Kroger is considering a partnership with Ace Hardware, a source said.

Kroger Company (KR – Get Report) and Ace Hardware, a retailer-owned cooperative, are in preliminary talks to form a partnership, TheStreet has learned.

Under the partnership, Ace would have a presence within Kroger stores as a “store-inside-a-store,” according to a source familiar with the discussion. Kroger, which operates 2,800 stores, could not be immediately reached for comment. Ace CEO John Venhuizen declined to comment.

Kroger’s stock plunged in June after Amazon.com (AMZN – Get Report) announced its $13.7 billion acquisition of Whole Foods, though shares of the Cincinnati-based grocer have since nearly made a full recovery. Easing the minds of investors was Kroger’s 109% increase in online revenue during the third quarter and strides in omnichannel engagement. The fact that its in-store pickup program, ClickList, is now available at nearly half its stores certainly has supported the view Kroger could take on a combined Amazon Whole Foods.

Ace operates 5,830 stores across the U.S. Under the cooperative corporate structure, every storefront is independently run — like a franchise — and the local owners own company stock, which grants them voting rights in the cooperative.

The store-within-a-store concept is nothing new to Ace. Since 2012, it has offered local store owners $150,000 to adopt the model, in which stores of 5,000 square feet or less and can be located inside grocery or paint stores.

Ace has a partnership, for instance, with paint chain Benjamin Moore. It has at least 400 express stores, according to the latest data available. If the Ace set-up with Kroger goes through, the grocer would be Ace’s biggest partnership according to the source with knowledge of the deal.

In November, Venhuizen spoke to TheStreet about the need for diversification among retailers in the age of Amazon.

“I don’t know necessarily that every acquisition [by a bricks-and-mortar retailer] will have to be an e-commerce platform, but if retailers don’t offer a differentiated experience and an assortment of goods, they will die” in the face of digital retail, he said.

Analysts and consultants have urged grocers, especially since the Amazon Whole Foods deal was announced, to consolidate — either with other big players or third-party companies that could offer supply chain innovation or greater product assortment.

Kroger should evaluate forming strategic partnerships with beauty retailers like Ulta Beauty Inc. (ULTA – Get Report) , electronics stores like Best Buy Co. Inc. (BBY – Get Report)  and toy stores, as well as hardware stores, including Ace, according to supply chain expert and Kroger consultant Brittain Ladd. “Kroger should view general merchandise (all non-food items) as an opportunity to increase revenue,” he wrote in a LinkedIn article published in the wake of Amazon’s acquisition, adding that the retailer “must evaluate which option will delight the most customers.”

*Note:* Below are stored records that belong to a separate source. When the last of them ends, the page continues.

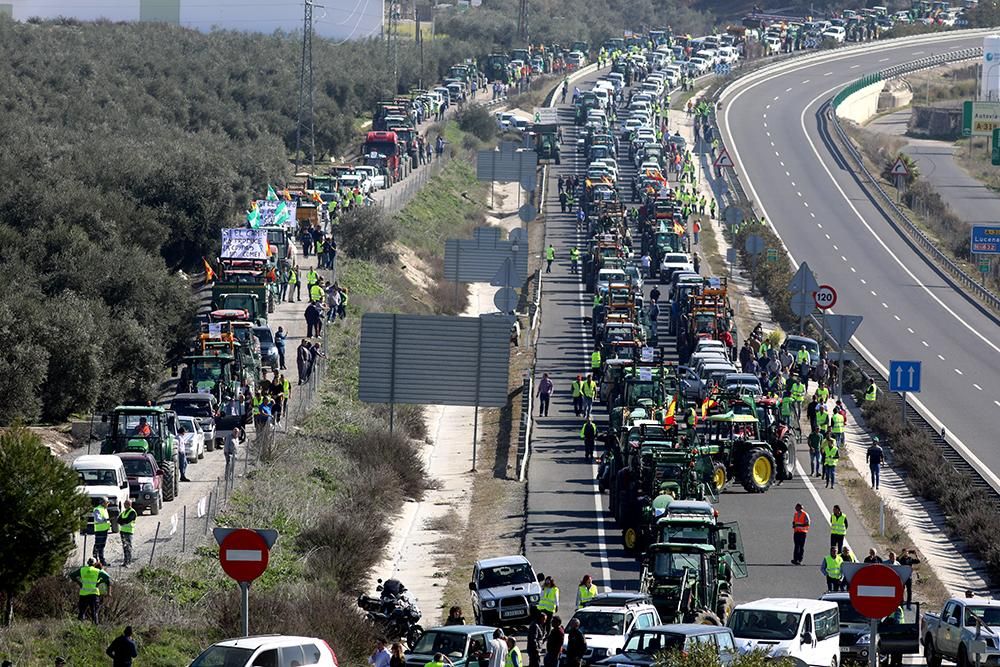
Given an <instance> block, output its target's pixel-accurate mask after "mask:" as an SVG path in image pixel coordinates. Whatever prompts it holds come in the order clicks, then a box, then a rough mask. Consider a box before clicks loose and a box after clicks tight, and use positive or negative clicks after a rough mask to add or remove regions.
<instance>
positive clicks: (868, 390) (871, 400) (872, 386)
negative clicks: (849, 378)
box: [865, 380, 878, 403]
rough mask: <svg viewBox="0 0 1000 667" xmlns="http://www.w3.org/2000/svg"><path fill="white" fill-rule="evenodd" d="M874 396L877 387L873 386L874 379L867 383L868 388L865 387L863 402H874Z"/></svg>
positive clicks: (877, 394)
mask: <svg viewBox="0 0 1000 667" xmlns="http://www.w3.org/2000/svg"><path fill="white" fill-rule="evenodd" d="M876 398H878V387H876V386H875V380H872V381H871V382H869V383H868V388H867V389H865V402H866V403H868V402H869V401H871V402H873V403H874V402H875V399H876Z"/></svg>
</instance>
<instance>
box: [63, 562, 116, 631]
mask: <svg viewBox="0 0 1000 667" xmlns="http://www.w3.org/2000/svg"><path fill="white" fill-rule="evenodd" d="M95 564H96V561H95V560H94V559H93V558H88V559H87V564H86V565H84V566H83V567H81V568H80V569H79V570H76V571H75V572H73V573H72V574H70V579H72V580H73V581H75V582H76V583H78V584H79V585H80V597H79V600H78V601H77V620H80V621H82V620H83V617H84V616H86V615H88V614H89V615H90V620H92V621H93V622H94V625H97V623H98V622H99V621H100V607H101V588H100V586H101V584H104V585H105V586H106V587H107V590H108V592H109V593H110V591H111V577H110V576H109V575H108V573H107V572H105V571H104V570H102V569H100V568H98V567H95Z"/></svg>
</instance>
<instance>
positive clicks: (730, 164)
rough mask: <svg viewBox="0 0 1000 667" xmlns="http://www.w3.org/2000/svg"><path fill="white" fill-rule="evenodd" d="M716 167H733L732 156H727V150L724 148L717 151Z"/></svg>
mask: <svg viewBox="0 0 1000 667" xmlns="http://www.w3.org/2000/svg"><path fill="white" fill-rule="evenodd" d="M715 166H716V167H735V166H736V165H734V164H733V158H731V157H729V151H727V150H726V149H725V148H723V149H721V150H720V151H719V157H717V158H715Z"/></svg>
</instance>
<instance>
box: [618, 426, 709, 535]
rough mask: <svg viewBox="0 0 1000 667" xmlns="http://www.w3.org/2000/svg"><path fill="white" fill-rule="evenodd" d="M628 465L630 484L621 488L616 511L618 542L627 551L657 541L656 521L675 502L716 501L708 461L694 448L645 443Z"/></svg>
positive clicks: (704, 456)
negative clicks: (619, 543) (621, 535)
mask: <svg viewBox="0 0 1000 667" xmlns="http://www.w3.org/2000/svg"><path fill="white" fill-rule="evenodd" d="M636 464H638V465H636ZM632 466H633V470H632V471H630V472H631V474H630V475H629V476H628V479H629V480H630V482H631V484H630V486H629V488H625V489H621V491H622V493H621V495H620V496H619V504H620V508H619V512H618V515H619V523H620V524H621V526H622V545H623V546H624V547H625V550H626V551H629V552H631V553H636V554H640V553H642V551H643V550H644V549H645V548H646V546H647V545H649V544H651V543H653V542H656V541H657V540H658V537H659V536H658V534H657V530H658V525H659V524H658V520H659V518H660V517H661V516H663V515H664V514H666V513H668V512H669V511H670V507H671V505H672V504H673V503H674V502H675V501H685V500H698V501H703V500H705V499H706V498H707V499H710V500H718V496H717V495H716V494H715V488H714V486H713V482H712V469H713V468H712V460H711V458H709V457H708V456H707V455H705V454H703V453H702V452H700V451H698V449H697V448H694V449H689V448H685V447H680V448H673V447H669V446H662V445H649V444H646V445H644V446H643V447H642V448H641V449H640V450H639V453H638V455H637V456H635V457H633V459H632Z"/></svg>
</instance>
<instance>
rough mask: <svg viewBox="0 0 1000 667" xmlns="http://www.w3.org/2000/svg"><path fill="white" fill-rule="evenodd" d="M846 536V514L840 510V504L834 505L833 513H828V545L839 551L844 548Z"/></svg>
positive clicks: (846, 523)
mask: <svg viewBox="0 0 1000 667" xmlns="http://www.w3.org/2000/svg"><path fill="white" fill-rule="evenodd" d="M846 537H847V515H846V514H844V513H843V512H841V511H840V505H834V506H833V514H831V515H830V546H831V547H836V548H837V550H838V551H840V550H841V549H843V548H844V539H846Z"/></svg>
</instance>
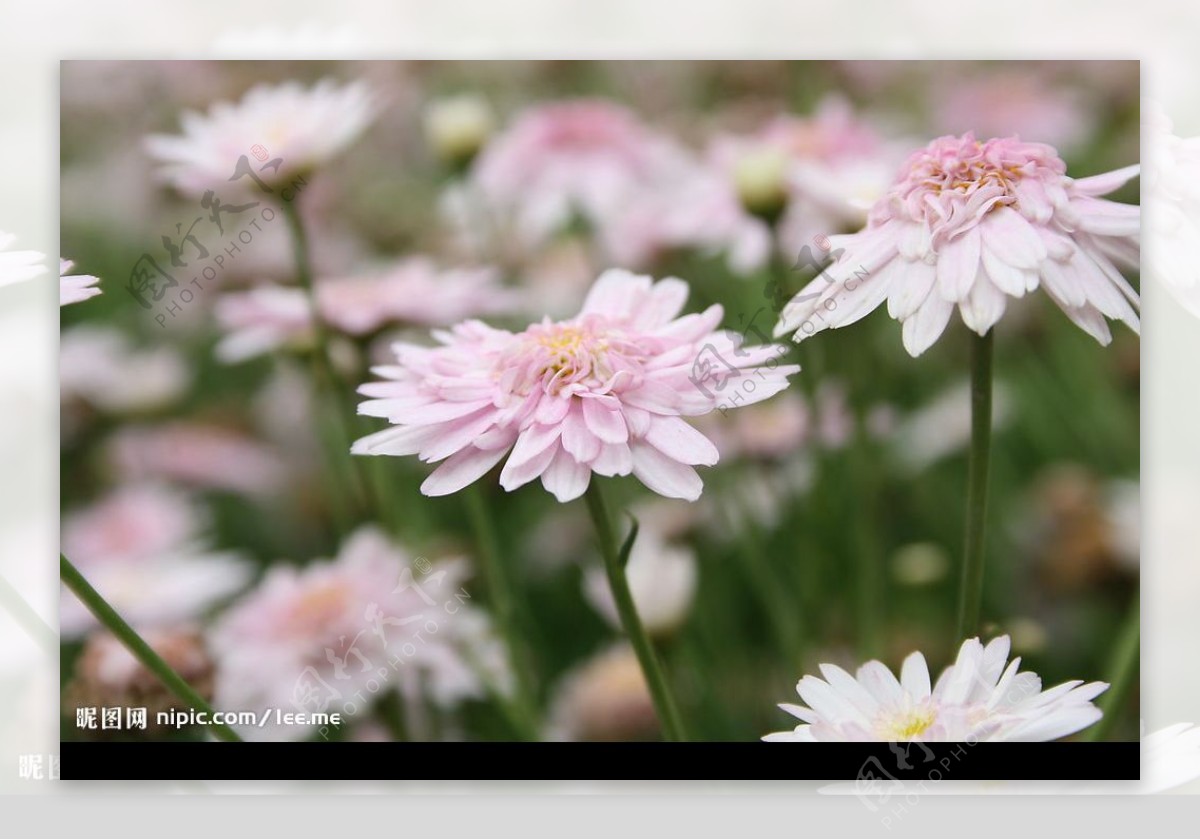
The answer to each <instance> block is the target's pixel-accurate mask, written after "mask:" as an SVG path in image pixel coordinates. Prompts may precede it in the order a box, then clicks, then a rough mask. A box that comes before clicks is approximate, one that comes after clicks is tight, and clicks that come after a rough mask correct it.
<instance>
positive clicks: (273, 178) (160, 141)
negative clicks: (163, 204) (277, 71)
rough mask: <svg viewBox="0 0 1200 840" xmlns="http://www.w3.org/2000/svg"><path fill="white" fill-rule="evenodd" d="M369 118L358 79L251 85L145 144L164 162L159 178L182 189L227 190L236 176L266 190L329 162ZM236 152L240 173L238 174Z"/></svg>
mask: <svg viewBox="0 0 1200 840" xmlns="http://www.w3.org/2000/svg"><path fill="white" fill-rule="evenodd" d="M373 115H374V104H373V100H372V95H371V91H370V90H368V89H367V86H366V84H365V83H362V82H356V83H354V84H349V85H337V84H335V83H334V82H332V80H330V79H325V80H323V82H319V83H318V84H317V85H316V86H313V88H304V86H302V85H300V84H299V83H296V82H288V83H286V84H281V85H257V86H256V88H252V89H251V90H250V91H248V92H247V94H246V95H245V96H244V97H242V98H241V101H239V102H236V103H230V102H218V103H216V104H214V106H212V107H211V108H209V110H208V113H206V114H199V113H196V112H187V113H185V114H184V116H182V127H184V132H182V133H181V134H151V136H149V137H146V138H145V148H146V150H148V151H149V152H150V155H151V156H152V157H155V158H156V160H158V161H160V162H161V163H162V164H163V166H162V168H161V169H160V172H158V175H160V178H162V180H164V181H167V182H169V184H172V185H173V186H175V188H178V190H179V191H181V192H185V193H197V194H199V193H200V192H203V191H205V190H218V188H224V190H227V191H233V190H235V188H236V187H235V186H234V185H233V184H230V181H232V180H235V179H236V180H238V181H239V182H240V184H242V185H248V186H251V187H252V186H254V185H253V182H252V179H257V180H259V181H262V182H263V184H265V185H266V186H269V187H271V186H272V185H275V186H277V185H286V184H290V182H293V181H294V180H295V179H296V178H298V176H302V175H304V174H305V173H307V172H310V170H312V169H313V168H316V167H318V166H319V164H322V163H324V162H325V161H328V160H329V158H330V157H332V156H334V155H335V154H337V152H338V151H341V150H342V149H343V148H346V146H347V145H349V144H350V143H352V142H353V140H354V139H355V138H356V137H358V136H359V134H360V133H361V132H362V130H364V128H366V126H367V124H368V122H371V120H372V118H373ZM242 157H246V167H248V168H247V169H246V172H245V173H241V172H236V169H238V167H239V162H240V161H241V158H242ZM230 176H233V178H230ZM217 198H220V194H218V196H217Z"/></svg>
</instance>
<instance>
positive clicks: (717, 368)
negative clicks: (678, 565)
mask: <svg viewBox="0 0 1200 840" xmlns="http://www.w3.org/2000/svg"><path fill="white" fill-rule="evenodd" d="M686 298H688V284H686V283H684V282H683V281H680V280H676V278H667V280H662V281H659V282H658V283H653V282H652V281H650V278H649V277H646V276H636V275H632V274H630V272H628V271H620V270H610V271H606V272H605V274H604V275H601V276H600V278H599V280H598V281H596V283H595V286H594V287H593V288H592V290H590V293H589V294H588V298H587V300H586V301H584V304H583V310H582V311H581V312H580V314H578V316H576V317H575V318H571V319H568V320H562V322H551V320H550V319H548V318H546V319H545V320H542V322H541V323H538V324H533V325H532V326H529V328H528V329H526V330H524V331H523V332H516V334H514V332H508V331H505V330H497V329H492V328H491V326H487V325H486V324H482V323H480V322H478V320H468V322H466V323H463V324H460V325H457V326H455V328H454V329H452V330H450V331H448V332H434V337H436V338H437V340H438V341H439V342H440V343H442V347H436V348H430V347H418V346H414V344H406V343H397V344H396V346H395V349H396V354H397V358H398V361H400V364H398V365H396V366H389V367H378V368H376V373H378V374H379V376H383V377H385V379H386V380H385V382H378V383H370V384H367V385H364V386H362V388H361V389H360V392H361V394H364V395H366V396H368V397H374V398H373V400H368V401H366V402H364V403H362V404H361V406H360V409H359V410H360V413H362V414H368V415H371V416H379V418H386V419H388V420H390V421H391V422H392V424H394V427H392V428H388V430H385V431H383V432H378V433H376V434H371V436H368V437H366V438H362V439H361V440H359V442H358V443H355V444H354V449H353V451H354V452H356V454H360V455H418V456H419V457H420V458H421V460H422V461H426V462H438V461H443V462H444V463H442V466H440V467H438V469H437V470H434V472H433V474H432V475H430V476H428V479H426V481H425V484H422V485H421V491H422V492H424V493H425V494H426V496H445V494H446V493H452V492H455V491H458V490H461V488H463V487H466V486H467V485H468V484H470V482H472V481H475V480H476V479H479V478H481V476H482V475H484V474H485V473H487V470H488V469H491V468H492V467H493V466H496V464H497V463H499V462H500V461H502V460H503V458H504V456H505V455H508V454H509V452H510V450H511V455H510V456H509V458H508V462H506V463H505V466H504V469H503V472H502V473H500V485H502V486H503V487H504V488H505V490H508V491H512V490H516V488H517V487H521V486H522V485H526V484H528V482H529V481H533V480H534V479H536V478H541V482H542V486H544V487H545V488H546V490H547V491H550V492H551V493H553V494H554V497H556V498H557V499H558V500H559V502H568V500H570V499H574V498H577V497H578V496H581V494H582V493H583V491H584V490H587V487H588V482H589V480H590V476H592V473H593V472H594V473H598V474H600V475H629V474H630V473H632V474H634V475H636V476H637V478H638V479H640V480H641V481H642V484H644V485H646V486H647V487H649V488H650V490H653V491H654V492H656V493H660V494H662V496H667V497H672V498H682V499H688V500H695V499H697V498H698V497H700V492H701V488H702V487H703V482H702V481H701V479H700V476H698V475H697V474H696V470H695V469H694V467H695V466H697V464H704V466H712V464H715V463H716V461H718V451H716V448H715V446H714V445H713V443H712V442H710V440H709V439H708V438H706V437H704V436H703V434H701V433H700V432H697V431H696V430H695V428H692V427H691V426H690V425H689V424H688V422H686V421H685V420H684V418H685V416H696V415H701V414H707V413H708V412H712V410H714V409H716V408H726V407H733V406H742V404H749V403H752V402H758V401H761V400H766V398H767V397H770V396H773V395H774V394H778V392H779V391H781V390H784V389H785V388H786V386H787V377H788V376H790V374H792V373H794V372H796V371H798V370H799V367H798V366H796V365H780V364H779V356H780V355H781V354H782V352H784V348H782V347H779V346H773V344H768V346H761V347H752V348H745V347H743V346H742V337H740V336H738V335H736V334H732V332H725V331H714V330H715V329H716V325H718V324H719V323H720V322H721V317H722V314H724V312H722V310H721V307H720V306H710V307H709V308H708V310H706V311H704V312H702V313H697V314H689V316H684V317H682V318H680V317H678V316H679V312H680V310H682V308H683V305H684V302H685V301H686Z"/></svg>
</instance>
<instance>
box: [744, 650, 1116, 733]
mask: <svg viewBox="0 0 1200 840" xmlns="http://www.w3.org/2000/svg"><path fill="white" fill-rule="evenodd" d="M1008 654H1009V640H1008V636H1001V637H998V638H995V640H992V641H991V642H989V643H988V646H986V647H984V646H983V644H980V643H979V640H978V638H968V640H967V641H966V642H964V643H962V647H961V648H960V650H959V656H958V660H956V661H955V662H954V665H952V666H950V667H948V668H947V670H946V671H943V672H942V676H941V677H940V678H938V679H937V683H936V685H932V688H931V686H930V679H929V668H928V666H926V665H925V658H924V656H923V655H922V654H920V653H913V654H911V655H910V656H908V658H907V659H905V661H904V667H902V670H901V672H900V678H899V679H896V677H895V676H894V674H893V673H892V671H889V670H888V667H887V666H886V665H883V664H882V662H878V661H870V662H868V664H866V665H864V666H862V667H860V668H859V670H858V673H857V674H856V676H851V674H850V673H847V672H846V671H844V670H842V668H840V667H838V666H836V665H822V666H821V673H822V676H823V677H824V679H820V678H817V677H804V678H803V679H802V680H800V682H799V684H798V685H797V686H796V690H797V691H798V692H799V695H800V698H802V700H804V702H805V703H808V706H794V704H791V703H781V704H780V708H781V709H784V710H785V712H787V713H788V714H791V715H793V716H796V718H799V719H800V720H802V721H804V722H803V724H800V725H799V726H797V727H796V730H793V731H791V732H774V733H772V734H768V736H766V737H764V738H763V740H787V742H818V740H875V742H901V743H906V742H942V740H949V742H976V740H1056V739H1058V738H1064V737H1067V736H1069V734H1073V733H1075V732H1079V731H1080V730H1084V728H1086V727H1088V726H1091V725H1092V724H1094V722H1096V721H1098V720H1099V719H1100V716H1102V713H1100V710H1099V709H1098V708H1097V707H1096V706H1094V704H1093V703H1092V700H1094V698H1096V697H1097V695H1099V694H1100V692H1103V691H1104V690H1105V689H1108V688H1109V686H1108V684H1106V683H1086V684H1085V683H1082V680H1072V682H1069V683H1063V684H1062V685H1057V686H1055V688H1052V689H1049V690H1046V691H1043V690H1042V679H1040V678H1039V677H1038V676H1037V674H1034V673H1032V672H1030V671H1019V670H1018V668H1019V667H1020V662H1021V660H1020V658H1019V656H1018V658H1016V659H1014V660H1013V661H1012V662H1008Z"/></svg>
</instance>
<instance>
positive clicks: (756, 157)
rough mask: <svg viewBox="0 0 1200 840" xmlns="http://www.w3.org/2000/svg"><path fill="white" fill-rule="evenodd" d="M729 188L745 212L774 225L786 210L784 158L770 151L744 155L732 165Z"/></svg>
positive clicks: (763, 148)
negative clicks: (740, 202)
mask: <svg viewBox="0 0 1200 840" xmlns="http://www.w3.org/2000/svg"><path fill="white" fill-rule="evenodd" d="M733 185H734V188H736V190H737V193H738V199H739V200H740V202H742V206H743V208H745V210H746V212H749V214H751V215H754V216H757V217H758V218H761V220H763V221H764V222H767V223H768V224H774V223H775V222H776V221H779V217H780V216H782V215H784V210H785V209H786V208H787V198H788V196H787V156H786V155H785V154H784V152H782V151H781V150H779V149H772V148H762V149H756V150H752V151H748V152H745V154H744V155H742V156H740V157H739V158H738V160H737V161H736V162H734V164H733Z"/></svg>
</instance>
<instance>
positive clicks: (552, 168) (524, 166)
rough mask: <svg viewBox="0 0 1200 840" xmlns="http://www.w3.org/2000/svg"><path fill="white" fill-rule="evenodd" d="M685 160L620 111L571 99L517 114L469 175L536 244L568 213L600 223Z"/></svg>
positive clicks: (670, 144)
mask: <svg viewBox="0 0 1200 840" xmlns="http://www.w3.org/2000/svg"><path fill="white" fill-rule="evenodd" d="M684 157H685V155H684V152H683V151H682V150H680V149H679V148H678V146H676V145H674V144H673V143H672V142H671V140H668V139H666V138H665V137H662V136H660V134H658V133H655V132H654V131H652V130H650V128H648V127H647V126H644V125H643V124H642V122H641V121H640V120H638V119H637V118H636V116H635V115H634V114H632V113H630V112H629V110H626V109H625V108H622V107H620V106H617V104H613V103H611V102H605V101H602V100H572V101H564V102H556V103H552V104H546V106H541V107H538V108H530V109H529V110H527V112H524V113H523V114H521V115H520V116H518V118H517V119H516V121H515V122H514V124H512V125H511V126H510V127H509V128H508V130H505V131H504V132H502V133H500V134H499V136H498V137H496V138H493V139H492V140H491V142H490V143H488V144H487V145H486V146H485V148H484V151H482V152H481V154H480V156H479V158H478V160H476V161H475V164H474V168H473V173H472V180H473V182H474V184H475V185H476V186H478V188H479V191H480V192H481V193H482V197H484V200H485V202H486V203H487V204H488V205H490V206H491V208H493V210H494V209H502V210H504V211H506V212H510V214H511V215H512V216H514V218H515V227H516V230H517V233H518V235H520V236H521V238H522V239H523V240H526V241H527V242H529V244H539V242H542V241H545V240H546V239H547V238H548V236H551V235H553V234H554V233H557V232H559V230H560V229H563V228H564V227H565V226H566V224H568V223H569V222H570V221H571V220H572V218H574V217H578V218H582V220H584V221H586V222H588V223H590V224H592V226H594V227H600V226H602V224H604V223H605V221H606V220H607V218H608V217H610V216H611V215H612V214H614V212H619V211H620V210H622V209H623V206H624V205H625V204H626V203H628V200H629V198H630V197H631V196H632V194H634V193H635V191H637V190H640V188H641V187H642V185H643V184H644V182H647V181H648V180H659V179H661V178H664V173H666V172H671V170H673V169H676V168H677V167H678V166H679V163H680V161H683V160H684Z"/></svg>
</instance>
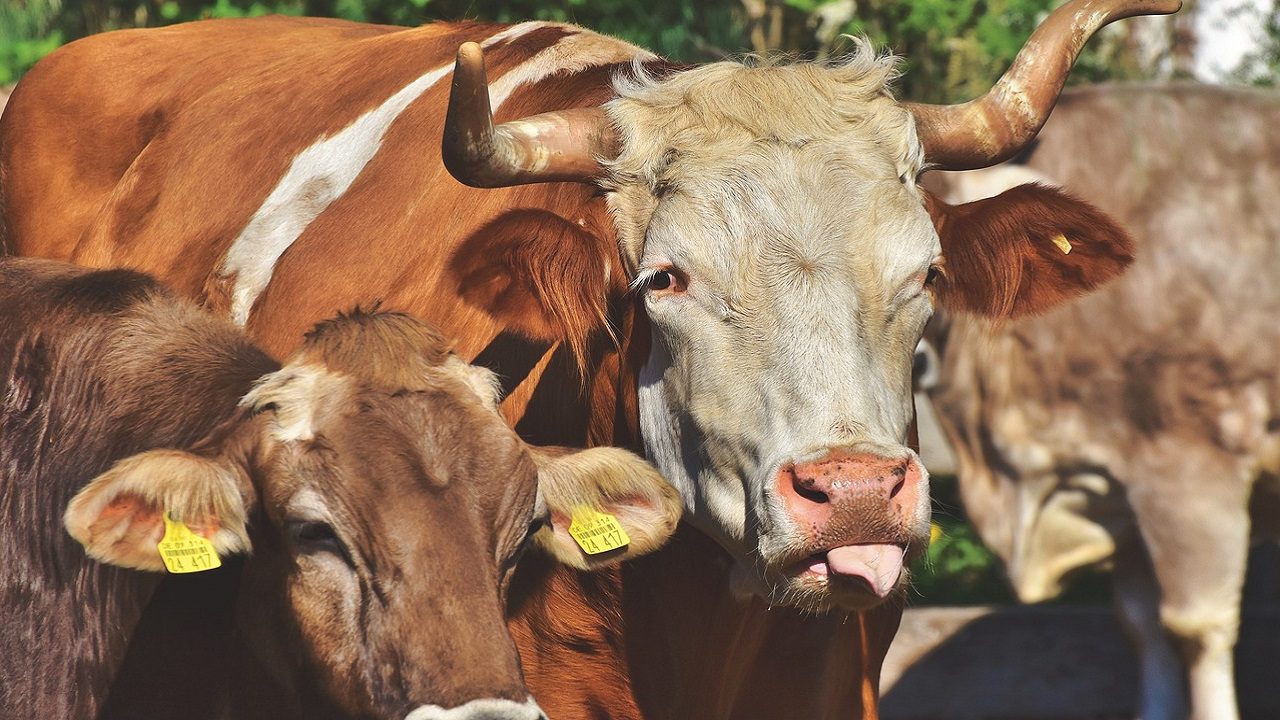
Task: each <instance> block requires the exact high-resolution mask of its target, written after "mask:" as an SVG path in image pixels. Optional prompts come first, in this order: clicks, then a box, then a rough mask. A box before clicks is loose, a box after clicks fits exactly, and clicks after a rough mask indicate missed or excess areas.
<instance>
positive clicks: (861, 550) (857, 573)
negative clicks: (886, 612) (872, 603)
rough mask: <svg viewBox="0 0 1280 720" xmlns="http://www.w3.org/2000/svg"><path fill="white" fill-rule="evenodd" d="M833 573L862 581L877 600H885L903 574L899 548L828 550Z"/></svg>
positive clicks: (867, 547) (838, 548) (830, 566)
mask: <svg viewBox="0 0 1280 720" xmlns="http://www.w3.org/2000/svg"><path fill="white" fill-rule="evenodd" d="M827 566H828V568H829V569H831V571H832V574H836V575H847V577H850V578H861V579H864V580H867V584H869V585H870V587H872V592H874V593H876V597H884V596H887V594H888V593H890V591H892V589H893V587H895V585H897V579H899V578H900V577H901V575H902V548H901V547H899V546H896V544H846V546H845V547H837V548H833V550H828V551H827Z"/></svg>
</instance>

Barclays analysts warned Kroger in October that if the grocer is aiming for long-term success in the fierce grocery landscape, it must achieve a meaningful acquisition or partnership.

“The days of 8-11% EPS growth are long gone,” they wrote in a note, addressing Kroger directly. “Absent a transformational event — it will be almost impossible to change the narrative on your story for the next several years.”